The GPS module consists of a GPS satellite receiver and the relevant decoding processing capability. Due to the GPS satellite signal being very weak at the Earth’s surface, this module is very sensitive to interference from other radio equipment. Noting that the GPS signal operates in the 1.2-1.6 GHz band, care should be taken with any radio transmitters operating in this band. Also of note is any CPU’s operating at this frequency as they can inadvertently radiate very small (and interfering) signals.
Extensive testing should be carried to to ensure there is no radio interference into the GPS module, even if no other devices are transmitting near this frequency. Intermodulation effects may still be able to produce interference.
The GPS module should be placed at the top of the aircraft with a clear view of the sky.
The airspeed sensor uses a pressure sensor to measure the UAV’s speed relative to the wind.
This sensor should be placed along the leading edge of the wing, away from any turbulence generated by the propeller or fuselage.
The magnetometer detects the strength and direction of any magnetic field. It is designed to act as a compass.
To avoid being interfered with by other magnetic sources of the UAV, it should be placed away from engines, servos and high-current circuits.
Due to the magnetometer being susceptible to interference like the GPS module, the two are usually combined into a single package.
A power meter measures the voltage and current of the electrical power system(s).
In the case of battery-powered UAV’s this is essential for determining the remaining capacity of the battery.
It is also useful for monitoring the voltage stability of power supplied to the avionics.
A range finder (Lidar, Sonar, etc) is used for determining the UAV’s height above ground. In this case “ground” include trees and buildings. They are usually accurate to 5cm and have a range of 50m
The data from this is used for precise altitude control of the UAV and can allow for terrain following, where the UAV adjusts it’s altitude to stay at a constant height above ground. This aids in image capture, as the camera and lens can be optimised to work at a particular altitude.

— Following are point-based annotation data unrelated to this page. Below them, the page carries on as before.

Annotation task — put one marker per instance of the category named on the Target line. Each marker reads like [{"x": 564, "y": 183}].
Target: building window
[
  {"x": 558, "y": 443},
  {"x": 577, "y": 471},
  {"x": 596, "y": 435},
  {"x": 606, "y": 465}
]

It is also used for a traditional landing sequence, where a barometer or GPS do not provide enough accuracy at low altitudes.
The barometer measures air pressure changes to determine the altitude relative to it’s reference point (where the flight controller was activated).
It has the advantage of being able to be used at any altitude from 5m to 40000m. Due to changing weather conditions, the sensor will “drift” over time. A recalibration may be required every hour or so at lower altitudes.
The barometer should be placed in an area exposed to the outside air but not being buffeted by the air stream.
A number of sensors require calibration at varying stages.
The following sensors require an initial calibration before the initial flight:
The following sensors require a calibration before every flight:
The pre-flight checklist should include a check that all sensors are outputting sensible values.
If the flight controller detects an anomaly during flight, it must have a failsafe “plan” in order to reduce the chance of damage to people or property on the ground.
This plan must be pre-programmed into the flight controller (in case of radio loss) and the ground crew must be aware of what to expect when a failsafe activates.
The most common failsafes are detailed below.
Loss of GPS
If the UAV loses knowledge of it’s current position, there are a few options – circle around it’s current position and try to re-acquire GPS lock or use inertial navigation to travel to a pre-determined “home” landing point.
Loss of radio signal
Loss of datalink implies that the UAV is no longer able to be commanded by the ground station. As with the GPS failsafe, the most common options are for the UAV to circle around it’s current point whilst trying to re-establish radio contact or to start flying to the “home” point.
Out of range (Geofence breach)
The flight controller can be setup with a “geofence” – a bounding box of the expected flight area of the UAV. If it goes outside of this area, it would imply that the UAV is not following the mission and should come back to the “home” waypoint. The geofence can be any shape/size and can include maximum and minimum altitudes. Note the minimum altitude geofence should be turned off during takeoff and landing.
Flight controller lockup or software crash
If the flight controller software stop working, there are few safe options other than a backup flight controller. This can be as simple as a small microcontroller that will attempt a basic and rough controlled descent, or a full backup flight controller.
The APM is able to be simulated on desktop PC’s running the Linux operating system.
Full details for setting up the simulation environment are available here.
The benefit of simulation is the ability to test parameter changes, failsafes and missions without risking a real aircraft.